The rupee's free fall continued as it closed at a new record low of 53.72 to the dollar on the back of a weak euro, outflow of foreign funds, high inflation, and growth slowdown. During the course of the day's trading it even breached the 54-mark.

According to dealers, there was heavy dollar demand from importers, especially oil companies. The weakening of the euro in the overseas market fuelled ‘panic dollar buying', perhaps in anticipation of further dollar appreciation, said a public sector bank dealer.

However, taking advantage of the weak rupee, some exporters, especially software companies, sold dollars and this provided some cushion to the rupee, said dealers.

The rupee closed 50 paise lower on Wednesday, against the previous close of 53.23. It had briefly crossed the 54 level during the day when it touched 54.67.

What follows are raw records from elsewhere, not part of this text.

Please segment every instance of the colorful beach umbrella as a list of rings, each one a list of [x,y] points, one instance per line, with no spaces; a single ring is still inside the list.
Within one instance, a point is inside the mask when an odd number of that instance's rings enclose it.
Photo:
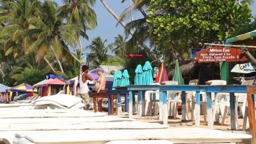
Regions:
[[[155,83],[158,83],[166,81],[168,81],[168,77],[164,63],[162,61],[160,68],[157,74]]]
[[[174,72],[173,75],[172,80],[178,81],[179,85],[184,85],[184,82],[183,81],[183,79],[182,78],[181,72],[179,69],[179,65],[178,60],[176,61],[175,69],[174,70]]]
[[[135,77],[134,78],[134,85],[141,85],[142,84],[142,67],[140,64],[138,65],[135,69]]]
[[[112,90],[115,90],[115,87],[117,87],[117,73],[116,72],[115,72],[114,73],[114,81],[113,81],[113,85],[112,86]]]
[[[123,72],[121,86],[126,86],[128,85],[130,85],[130,80],[129,80],[129,77],[130,75],[129,75],[129,74],[128,74],[128,71],[127,69],[125,69]]]
[[[152,74],[152,66],[149,61],[146,61],[142,70],[142,85],[149,85],[154,83]]]

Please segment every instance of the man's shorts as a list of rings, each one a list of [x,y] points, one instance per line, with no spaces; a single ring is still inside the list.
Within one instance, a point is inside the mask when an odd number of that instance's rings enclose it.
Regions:
[[[85,107],[88,108],[90,107],[90,103],[91,102],[89,94],[88,93],[79,93],[79,96],[83,99],[83,102],[85,105]]]

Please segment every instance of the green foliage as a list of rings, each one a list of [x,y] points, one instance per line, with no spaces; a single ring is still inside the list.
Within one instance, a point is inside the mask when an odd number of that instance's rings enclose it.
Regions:
[[[117,62],[108,62],[108,61],[102,61],[101,62],[101,65],[104,65],[106,66],[122,66],[123,64],[121,63]]]
[[[152,0],[147,20],[155,36],[151,40],[165,56],[184,59],[182,54],[198,43],[223,40],[251,21],[248,5],[236,1]]]
[[[18,83],[25,83],[33,85],[45,79],[45,76],[40,71],[33,69],[25,69],[18,75],[16,80]]]

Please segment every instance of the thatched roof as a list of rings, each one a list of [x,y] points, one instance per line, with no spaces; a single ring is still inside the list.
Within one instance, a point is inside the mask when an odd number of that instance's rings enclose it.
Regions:
[[[196,60],[193,60],[179,62],[179,69],[182,75],[188,76],[189,74],[193,74],[197,67],[194,64],[196,61]],[[175,69],[175,64],[172,64],[167,70],[168,77],[172,77]]]

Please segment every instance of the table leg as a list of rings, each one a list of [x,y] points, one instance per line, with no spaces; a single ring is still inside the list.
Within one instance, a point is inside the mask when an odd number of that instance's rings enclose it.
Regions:
[[[120,93],[117,92],[117,107],[116,108],[117,109],[117,115],[122,115],[122,104],[121,104],[121,96],[120,96]]]
[[[182,116],[181,119],[181,122],[186,120],[186,111],[187,110],[186,105],[187,104],[186,100],[186,91],[182,91],[181,92],[181,106],[182,106]]]
[[[229,103],[230,104],[230,122],[231,123],[231,130],[235,130],[235,93],[230,93],[229,94]]]
[[[110,109],[111,111],[111,115],[114,115],[115,114],[115,111],[114,110],[114,96],[113,95],[110,95]]]
[[[195,107],[195,125],[199,126],[200,125],[200,91],[196,91]]]
[[[167,107],[167,98],[166,97],[166,91],[162,91],[162,96],[163,97],[163,105],[162,108],[162,111],[163,113],[163,124],[165,125],[168,125],[168,111]],[[159,109],[160,109],[160,108]]]
[[[255,108],[253,95],[256,94],[256,87],[247,87],[247,102],[248,103],[248,116],[250,134],[252,136],[251,144],[256,144],[256,120],[255,120]]]
[[[141,116],[145,116],[145,91],[141,93]]]
[[[125,112],[128,112],[128,94],[126,93],[125,94]]]
[[[213,128],[213,107],[211,102],[211,93],[206,93],[206,105],[207,107],[207,122],[208,128],[210,129]]]
[[[163,120],[163,91],[159,91],[159,120]]]
[[[133,93],[132,91],[129,91],[129,118],[133,116]]]
[[[111,115],[111,104],[110,104],[110,96],[107,95],[108,112],[109,115]]]
[[[138,93],[138,113],[139,115],[141,116],[142,114],[142,109],[141,106],[141,98],[142,95],[142,91],[139,91]]]
[[[93,97],[93,107],[94,107],[94,112],[98,112],[98,110],[97,109],[97,102],[96,102],[96,98],[95,97]]]

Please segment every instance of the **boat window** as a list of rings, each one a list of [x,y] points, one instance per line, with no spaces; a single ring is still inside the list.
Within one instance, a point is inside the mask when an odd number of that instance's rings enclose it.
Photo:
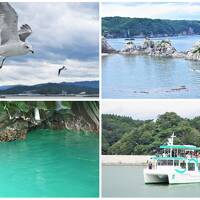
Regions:
[[[179,165],[179,161],[178,160],[174,160],[174,166],[178,166]]]
[[[186,163],[183,161],[180,163],[181,168],[185,169],[186,168]]]
[[[161,165],[167,165],[167,160],[162,160]]]
[[[188,171],[195,171],[195,163],[188,163]]]
[[[171,165],[172,166],[173,165],[173,160],[168,160],[167,161],[167,165]]]
[[[200,163],[198,163],[198,170],[200,171]]]

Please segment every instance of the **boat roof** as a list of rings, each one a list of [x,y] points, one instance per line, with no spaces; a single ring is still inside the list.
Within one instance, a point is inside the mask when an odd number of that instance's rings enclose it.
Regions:
[[[161,145],[161,149],[186,149],[186,150],[200,150],[200,147],[194,145]]]

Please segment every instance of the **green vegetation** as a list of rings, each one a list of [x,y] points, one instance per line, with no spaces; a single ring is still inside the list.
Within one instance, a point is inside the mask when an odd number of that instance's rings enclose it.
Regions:
[[[32,129],[69,129],[98,133],[95,101],[1,101],[0,141],[24,139]]]
[[[154,154],[172,132],[175,144],[200,146],[200,117],[186,119],[167,112],[156,121],[133,120],[116,115],[102,116],[102,154]]]
[[[99,81],[82,81],[75,83],[44,83],[32,86],[16,85],[5,89],[0,88],[0,95],[16,94],[40,94],[40,95],[57,95],[57,94],[80,94],[84,92],[87,95],[99,93]]]
[[[114,38],[200,34],[200,21],[104,17],[102,34]]]

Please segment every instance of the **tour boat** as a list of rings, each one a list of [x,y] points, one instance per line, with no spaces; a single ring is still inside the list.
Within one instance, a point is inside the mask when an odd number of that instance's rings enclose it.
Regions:
[[[145,183],[197,183],[200,182],[200,147],[174,145],[174,133],[162,153],[150,158],[144,169]]]

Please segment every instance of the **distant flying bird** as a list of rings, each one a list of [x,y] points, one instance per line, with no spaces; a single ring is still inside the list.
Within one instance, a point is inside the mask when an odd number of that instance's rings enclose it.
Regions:
[[[28,24],[18,30],[18,15],[9,3],[0,3],[0,56],[4,57],[0,69],[7,57],[34,53],[32,46],[25,42],[32,33]]]
[[[67,70],[67,68],[65,66],[61,67],[59,70],[58,70],[58,76],[60,76],[60,73],[62,70]]]

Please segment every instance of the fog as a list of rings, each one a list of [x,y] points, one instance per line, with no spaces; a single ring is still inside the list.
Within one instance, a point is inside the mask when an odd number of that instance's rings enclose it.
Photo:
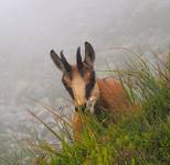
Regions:
[[[89,41],[97,69],[107,57],[120,65],[125,55],[108,47],[168,50],[169,15],[169,0],[0,0],[1,136],[22,130],[32,99],[60,107],[67,97],[51,48],[74,62],[76,47]]]

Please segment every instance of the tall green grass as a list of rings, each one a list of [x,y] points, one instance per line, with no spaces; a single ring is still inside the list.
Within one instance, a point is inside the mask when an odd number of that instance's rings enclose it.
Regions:
[[[71,124],[56,116],[62,129],[55,132],[35,117],[61,142],[43,139],[31,147],[39,165],[168,165],[170,164],[170,54],[166,65],[140,58],[140,67],[119,70],[131,112],[116,116],[116,122],[84,113],[81,140],[74,142]],[[49,108],[47,108],[49,109]],[[104,124],[103,122],[106,122]]]

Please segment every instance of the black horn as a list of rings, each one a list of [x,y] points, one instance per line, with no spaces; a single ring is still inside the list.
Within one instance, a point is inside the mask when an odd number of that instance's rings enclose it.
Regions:
[[[77,67],[81,69],[83,67],[83,62],[82,62],[82,55],[81,55],[81,47],[78,46],[77,52],[76,52],[76,62],[77,62]]]
[[[62,62],[63,62],[63,65],[64,65],[66,72],[71,72],[72,67],[71,67],[70,63],[66,61],[63,51],[61,51],[60,55],[61,55],[61,58],[62,58]]]
[[[85,42],[85,59],[84,59],[84,62],[88,66],[93,66],[94,62],[95,62],[95,51],[88,42]]]

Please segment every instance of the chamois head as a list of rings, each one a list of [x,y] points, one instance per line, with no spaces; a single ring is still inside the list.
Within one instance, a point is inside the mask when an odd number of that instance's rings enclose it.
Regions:
[[[72,99],[75,109],[84,109],[92,97],[96,85],[94,72],[95,52],[93,46],[85,42],[85,57],[82,61],[81,47],[76,52],[76,65],[71,65],[61,51],[60,56],[52,50],[51,57],[56,67],[63,73],[62,82]]]

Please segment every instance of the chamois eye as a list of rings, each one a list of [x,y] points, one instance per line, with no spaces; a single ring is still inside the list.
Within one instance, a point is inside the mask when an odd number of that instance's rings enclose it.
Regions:
[[[72,87],[72,80],[68,76],[64,76],[63,77],[63,82],[68,86],[68,87]]]

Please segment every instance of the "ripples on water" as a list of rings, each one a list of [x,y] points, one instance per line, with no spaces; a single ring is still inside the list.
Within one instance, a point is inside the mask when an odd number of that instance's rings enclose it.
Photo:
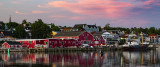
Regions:
[[[159,50],[0,53],[0,67],[160,67]]]

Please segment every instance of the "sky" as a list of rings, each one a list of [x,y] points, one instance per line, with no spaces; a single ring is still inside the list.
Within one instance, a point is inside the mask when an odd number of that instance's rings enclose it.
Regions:
[[[0,21],[160,28],[160,0],[0,0]]]

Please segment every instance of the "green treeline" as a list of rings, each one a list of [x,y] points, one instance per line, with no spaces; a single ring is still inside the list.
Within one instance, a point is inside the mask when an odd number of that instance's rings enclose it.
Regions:
[[[135,33],[146,33],[146,34],[158,34],[160,35],[160,28],[150,27],[150,28],[142,28],[142,27],[132,27],[132,28],[123,28],[123,27],[110,27],[110,24],[106,24],[104,27],[105,30],[120,30],[129,34],[131,32]]]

Deteriorating fundamentals

A report by Standard Chartered Bank said, “Deteriorating Indian fundamentals have added to the worries about the rupee. Below-trend GDP growth in the July-September 2011 period and a poor start to Q3-FY12 — October IIP was similar to the levels seen in early 2009 — confirm India's economic slowdown.'' The wholesale price inflation for November at 9.11 per cent was lower than 9.73 per cent in October. However, this number was still higher than expected and, hence, the rupee will continue to have a bearish outlook, said dealers.

“The expectation was that inflation would be lower than 9 per cent. However, since it is still above 9 per cent, the fear is that RBI may not cut interest rates.

“At best, it may desist from further rate hikes,” said a forex dealer with a private bank.

A depreciating rupee would also limit the decline in inflation, said a report by rating agency Crisil.